Farmers have already started planting young saplings as part of the National Trust’s commitment to establishing 20 million new trees by 2030.
The trust believed the strategy would help prevent flooding and fight climate change, but said it was essential the trees took root ‘in the right places’, after some organisations raised fears about farmland effectively being taken out of production.

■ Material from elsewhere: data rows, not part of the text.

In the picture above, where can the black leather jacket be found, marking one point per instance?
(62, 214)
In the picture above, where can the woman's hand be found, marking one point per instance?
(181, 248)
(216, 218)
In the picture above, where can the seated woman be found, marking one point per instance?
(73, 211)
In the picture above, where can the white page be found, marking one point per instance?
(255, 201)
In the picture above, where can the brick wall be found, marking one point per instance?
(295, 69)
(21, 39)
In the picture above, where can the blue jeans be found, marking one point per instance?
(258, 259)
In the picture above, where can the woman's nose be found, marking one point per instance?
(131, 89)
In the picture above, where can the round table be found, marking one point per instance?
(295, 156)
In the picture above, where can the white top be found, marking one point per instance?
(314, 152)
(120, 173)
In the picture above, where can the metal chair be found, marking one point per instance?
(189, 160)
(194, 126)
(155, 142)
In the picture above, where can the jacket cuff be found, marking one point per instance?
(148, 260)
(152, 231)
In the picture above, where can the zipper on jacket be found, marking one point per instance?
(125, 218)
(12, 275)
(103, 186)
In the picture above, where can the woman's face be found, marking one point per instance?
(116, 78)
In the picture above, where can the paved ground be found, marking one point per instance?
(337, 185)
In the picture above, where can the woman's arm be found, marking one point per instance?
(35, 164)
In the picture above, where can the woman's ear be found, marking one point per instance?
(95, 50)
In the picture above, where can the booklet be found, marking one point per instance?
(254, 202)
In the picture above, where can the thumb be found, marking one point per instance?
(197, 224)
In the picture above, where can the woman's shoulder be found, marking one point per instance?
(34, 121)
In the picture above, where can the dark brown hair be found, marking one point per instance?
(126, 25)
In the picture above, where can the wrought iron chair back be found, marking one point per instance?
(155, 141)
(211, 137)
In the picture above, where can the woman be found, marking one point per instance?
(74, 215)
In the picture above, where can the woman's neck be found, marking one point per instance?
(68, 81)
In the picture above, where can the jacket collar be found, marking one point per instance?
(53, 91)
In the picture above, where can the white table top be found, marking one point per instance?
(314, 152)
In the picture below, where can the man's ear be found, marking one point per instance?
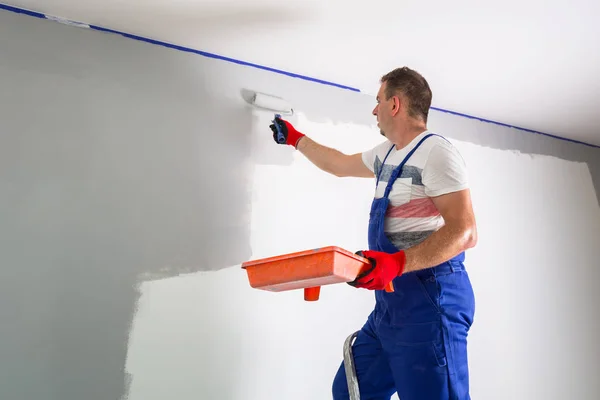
(395, 105)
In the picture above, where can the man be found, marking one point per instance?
(421, 222)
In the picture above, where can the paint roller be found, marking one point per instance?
(269, 103)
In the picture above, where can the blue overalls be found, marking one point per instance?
(414, 342)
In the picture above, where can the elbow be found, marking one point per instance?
(469, 236)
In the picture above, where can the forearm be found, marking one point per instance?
(321, 156)
(440, 247)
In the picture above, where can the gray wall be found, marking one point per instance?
(108, 179)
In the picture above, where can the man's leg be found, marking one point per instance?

Despite facing £200m in losses due to the Covid-19 pandemic, the trust has already planted 60,000 trees over recent months and has identified sites which would take another 1.5m trees over the next five years.
Jonty Brunyee, a tenant on the 1,618-hectare Sherborne Park Estate in Gloucestershire, is working with the trust to plant 9,000 trees and shrubs across 3.2ha of land to create a more diverse habitat to benefit both nature and livestock.
These include a range of tree species, including oak, beech, lime, field maple, rowan, wild cherry, wild service, wild pear, crab apple, hazel, holly and hawthorn.
Mr Brunyee said: “Tree planting has many benefits for us as farmers. We will have additional shade, shelter and food for our livestock, plus fruit, nuts and berries for human consumption.
“We can coppice some areas for fuel and woodchip in the future too. Planting is one way of moving the business towards net zero, alongside reducing fossil fuel use and better soil and grassland management.”
Mr Brunyee said he had worked with his landlord to ensure the right trees were planted in the right places.
He said: “We should not plant everywhere. We have to consider archaeology, landscape impacts, current wildlife value and food production needs, but all farmers can do their bit.”